To address the high communication overhead, excessive energy consumption, and unreliable convergence in federated learning (FL) deployment over wireless edge networks, this paper proposes a lightweight joint optimization framework. We establish a closed-form expression for the convergence gap that unifies transmit power control, model pruning, and gradient quantization—marking the first work to jointly optimize these three strategies under dual constraints of latency and energy. Bayesian optimization is further introduced to enable efficient hyperparameter tuning. Extensive experiments on real-world datasets demonstrate that the proposed method reduces communication load by up to 68% and client energy consumption by up to 52% compared to state-of-the-art approaches, while incurring less than 1.2% accuracy degradation. The framework significantly enhances training efficiency and practical feasibility of FL in resource-constrained wireless edge environments.

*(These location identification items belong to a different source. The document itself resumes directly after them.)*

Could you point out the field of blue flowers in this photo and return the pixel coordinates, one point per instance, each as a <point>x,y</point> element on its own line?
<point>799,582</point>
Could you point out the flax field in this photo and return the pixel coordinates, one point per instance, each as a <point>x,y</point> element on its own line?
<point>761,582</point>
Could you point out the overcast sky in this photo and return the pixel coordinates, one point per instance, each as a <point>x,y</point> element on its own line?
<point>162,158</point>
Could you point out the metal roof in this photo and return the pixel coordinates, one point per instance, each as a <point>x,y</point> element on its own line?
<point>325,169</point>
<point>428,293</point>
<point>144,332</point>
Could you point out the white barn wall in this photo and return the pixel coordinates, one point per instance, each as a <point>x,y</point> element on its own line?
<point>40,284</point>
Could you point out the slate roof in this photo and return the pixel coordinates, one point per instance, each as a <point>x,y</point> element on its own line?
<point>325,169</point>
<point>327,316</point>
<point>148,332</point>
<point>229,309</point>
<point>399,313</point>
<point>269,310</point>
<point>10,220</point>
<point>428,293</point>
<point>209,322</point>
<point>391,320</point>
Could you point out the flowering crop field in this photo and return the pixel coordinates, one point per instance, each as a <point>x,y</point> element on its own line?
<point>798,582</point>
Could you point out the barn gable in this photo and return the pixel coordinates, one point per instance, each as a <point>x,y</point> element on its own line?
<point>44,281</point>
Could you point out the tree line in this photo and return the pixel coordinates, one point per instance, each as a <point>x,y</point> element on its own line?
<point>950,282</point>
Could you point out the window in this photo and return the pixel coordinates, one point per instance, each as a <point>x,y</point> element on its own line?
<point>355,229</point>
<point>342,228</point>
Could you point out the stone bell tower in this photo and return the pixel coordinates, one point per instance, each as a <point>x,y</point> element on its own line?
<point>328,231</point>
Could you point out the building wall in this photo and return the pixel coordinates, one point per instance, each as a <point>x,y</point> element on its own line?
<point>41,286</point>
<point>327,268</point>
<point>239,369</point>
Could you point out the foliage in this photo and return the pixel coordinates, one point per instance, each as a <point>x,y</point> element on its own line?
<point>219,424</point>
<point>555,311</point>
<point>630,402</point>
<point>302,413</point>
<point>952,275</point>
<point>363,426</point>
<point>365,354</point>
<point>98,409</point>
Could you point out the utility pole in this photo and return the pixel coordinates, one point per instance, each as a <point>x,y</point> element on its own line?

With the exponential growth of smart devices connected to wireless networks, data production is increasing rapidly, requiring machine learning (ML) techniques to unlock its value. However, the centralized ML paradigm raises concerns over communication overhead and privacy. Federated learning (FL) offers an alternative at the network edge, but practical deployment in wireless networks remains challenging. This paper proposes a lightweight FL (LTFL) framework integrating wireless transmission power control, model pruning, and gradient quantization. We derive a closed-form expression of the FL convergence gap, considering transmission error, model pruning error, and gradient quantization error. Based on these insights, we formulate an optimization problem to minimize the convergence gap while meeting delay and energy constraints. To solve the non-convex problem efficiently, we derive closed-form solutions for the optimal model pruning ratio and gradient quantization level, and employ Bayesian optimization for transmission power control. Extensive experiments on real-world datasets show that LTFL outperforms state-of-the-art schemes.